Twenty-sixth Sunday in Ordinary Time

For over 80 years now the Serenity Prayer has been used by many twelve-step programs, it is written by Reinhold Niebuhr:

God, grant me the serenity to accept the things I cannot change, courage to change the things I can, and wisdom to know the difference.

We can change some things, but not others. Honesty and courage help us to know which is which and not to shrink from whatever we can change.

I love this Gospel passage from Matthew, note the very first line: Jesus addresses his question to the chief priests and the elders (the people that have power and influence over other people’s lives). Jesus isn’t happy with them at all! He sees that they don’t practice what they preach. Can you imagine what they are thinking when they hear Jesus state that tax collectors and prostitutes are entering the Kingdom of God before them?  Oh yeah, definitely a should’ve had a V8 moment for sure! Tax collectors and prostitutes heard John the Baptist say “Repent, and change your ways, and know of God’s love for you!” And they did! And yet, even when the chief priests and elders witnessed this fact, they refused to change. They didn’t see any need to repent.

Change is not easy; in fact, it is extremely hard to do.  

Joke of the weekend:
Written by Norm Schmitz

The burial service for the elderly woman climaxed with a massive clasp of thunder, followed by a bolt of lightning, accompanied by even more thunder. “Well,” said her husband to the shaken pastor when it ended, “she’s there.”

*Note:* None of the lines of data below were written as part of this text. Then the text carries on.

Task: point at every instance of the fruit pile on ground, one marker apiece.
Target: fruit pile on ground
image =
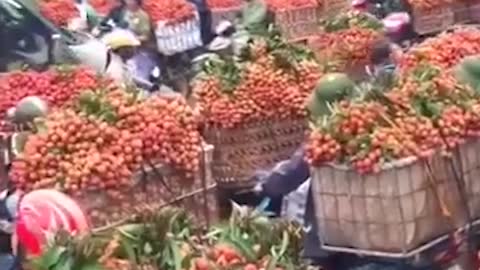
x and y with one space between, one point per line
427 111
271 83
100 142
57 86
347 39
169 11
169 241
445 50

Many of us could easily fill in the blanks of this sentence: “If only someone else _______________ (fill in one or more names) had done __________, then my life would have turned out much better.” We are, however, not nearly as likely to say, “If only I had done ____________, then my life would have turned out better.”  

People become adult Christians not simply by reaching a certain age but, more importantly, by accepting the responsibilities flowing from their Baptism as disciples of Jesus and by integrating into their faith life’s highs and lows.

In our freedom of choice, we have the ability to change, and if we’re willing and have the courage, then we are able to repent, and make that change.

God is calling each of us to change daily, just a little bit. Did you ever tell someone “Don’t change, I like you just the way you are.”? And, from that moment on they have no choice, but to change.

Hopefully, the homilies that have been given by me and Deacon Steve have had an impact on you, as we journey together, on this ever-changing thing we call life.